Our standalone AUM is around ₹55,000 crore. We have given a guidance of 15 per cent growth. In the first quarter, we were not able to do much. In the second quarter, we were able to achieve about 5 per cent quarter-on-quarter growth. So, in the third and fourth quarters, we should be able to make up and reach at least 15 per cent growth.

We will continue to grow at a 15 per cent pace over the next three-four years. This is a reasonable rate because the base is also going up.

Three years back, our average loan ticket size was about ₹35,000. Today, it is about ₹60,000. This increase is directly proportional to the gold price and the overall appetite for gold loans

As RBI has whittled down the regulatory arbitrage between banks and NBFCs, will you consider converting into a bank?

In the last three-four years, we have been closely monitored by RBI as we are a Systemically Important Non-Deposit-Taking NBFC. All the regulations applicable to banks are almost applicable to us.
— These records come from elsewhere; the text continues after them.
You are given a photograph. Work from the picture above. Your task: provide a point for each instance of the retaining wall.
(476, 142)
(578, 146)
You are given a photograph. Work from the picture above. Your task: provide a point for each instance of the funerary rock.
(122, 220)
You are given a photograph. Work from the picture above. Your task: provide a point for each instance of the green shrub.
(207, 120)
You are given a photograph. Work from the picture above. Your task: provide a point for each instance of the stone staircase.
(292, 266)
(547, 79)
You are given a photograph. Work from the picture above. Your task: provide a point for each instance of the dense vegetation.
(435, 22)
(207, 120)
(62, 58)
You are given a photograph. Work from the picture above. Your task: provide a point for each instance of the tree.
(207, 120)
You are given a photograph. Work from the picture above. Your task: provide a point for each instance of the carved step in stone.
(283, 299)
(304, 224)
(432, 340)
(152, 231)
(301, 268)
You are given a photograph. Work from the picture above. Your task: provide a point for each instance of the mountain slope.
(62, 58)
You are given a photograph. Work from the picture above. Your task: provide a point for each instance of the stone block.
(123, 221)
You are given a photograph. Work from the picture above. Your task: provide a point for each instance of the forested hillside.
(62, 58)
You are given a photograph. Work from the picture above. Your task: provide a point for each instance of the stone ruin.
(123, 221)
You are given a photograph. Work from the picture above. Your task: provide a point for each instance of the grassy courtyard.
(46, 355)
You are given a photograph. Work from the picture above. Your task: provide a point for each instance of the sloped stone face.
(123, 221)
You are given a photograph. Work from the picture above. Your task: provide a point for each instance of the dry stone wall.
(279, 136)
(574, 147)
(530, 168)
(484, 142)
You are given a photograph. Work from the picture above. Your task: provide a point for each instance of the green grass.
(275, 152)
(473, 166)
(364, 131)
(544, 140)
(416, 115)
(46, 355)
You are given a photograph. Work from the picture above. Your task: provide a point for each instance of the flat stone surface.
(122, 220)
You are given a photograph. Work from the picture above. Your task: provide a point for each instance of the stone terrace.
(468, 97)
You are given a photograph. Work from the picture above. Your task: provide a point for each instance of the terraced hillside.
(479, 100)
There is very little regulatory arbitrage between banks and NBFCs.

But then, what is the advantage of becoming a bank? What is the big advantage in getting low-cost deposits? Going by our rating, we can also raise cheap resources. We may not have the luxury of zero interest rate current accounts and low-interest rate SBI accounts etc. But the differential rates of interest on resources between NBFCs and Banks is actually narrowing.

As on date, we don’t see any advantage (on converting into a bank). But the board has not taken any decision as yet. Overall, in the last several years, the Board has not thought about it.

Given that you have projected your business to grow at 15 per cent yoy, are you planning to augment your capital?

As on September-end 2021, our capital adequacy ratio was at 27.60 per cent...The current level of capital will be adequate to support business growth for three-four years. But accumulated profit (retained earnings) is also there. So, the capital could last longer.